Obama ends Iraq combat effort: ‘Time to turn page’

WASHINGTON — President Barack Obama on Tuesday declared an end to the U.S. combat role in Iraq after more than seven years of war, saying the country’s future now is up to its own people. “It is time to turn the page,” said the president, who opposed the war from the start.

Obama is keeping up to 50,000 troops in Iraq for support and counterterrorism training, and the final forces won’t be out until late next year. But he sought to mark Aug. 31, 2010 as a milestone in one of the defining chapters in recent American history.

“Ending this war is not only in Iraq’s interest — it is in our own,” Obama said in advance excerpts of a prime-time address he was to deliver from the Oval Office. “The United States has paid a huge price to put the future of Iraq in the hands of its people.”

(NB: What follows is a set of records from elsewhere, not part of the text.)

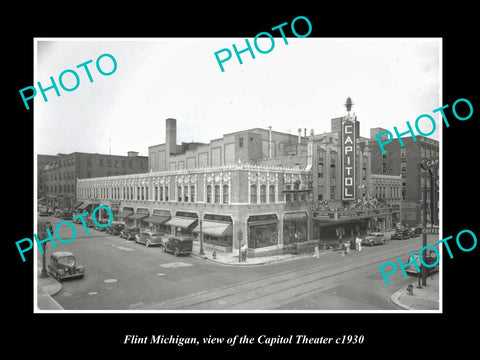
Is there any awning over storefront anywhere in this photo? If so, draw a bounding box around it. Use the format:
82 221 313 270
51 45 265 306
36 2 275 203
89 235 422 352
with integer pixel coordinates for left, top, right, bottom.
128 213 148 220
72 201 83 209
193 221 232 237
143 215 170 224
165 217 197 229
78 202 92 210
283 212 307 221
117 211 133 218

In a telling sign of the domestic troubles weighing on his own nation, Obama reserved part of a war address to campaign for his efforts to revitalize the U.S. economy. On a night focused on his role as commander in chief, he said his “central responsibility as president” was to get people back to work.

“Our most urgent task is to restore our economy,” Obama said.

The ending of the combat mission on this date had been known for 18 months. Yet given the stakes, the toll in American lives and dollars and the long consuming debate, Obama sought to explain it to the country.

“Operation Iraqi Freedom is over, and the Iraqi people now have lead responsibility for the security of their country,” Obama said. He made sure to remind the nation that he had promised to meet this goal and shrink U.S. involvement by now, “and that is what we have done.”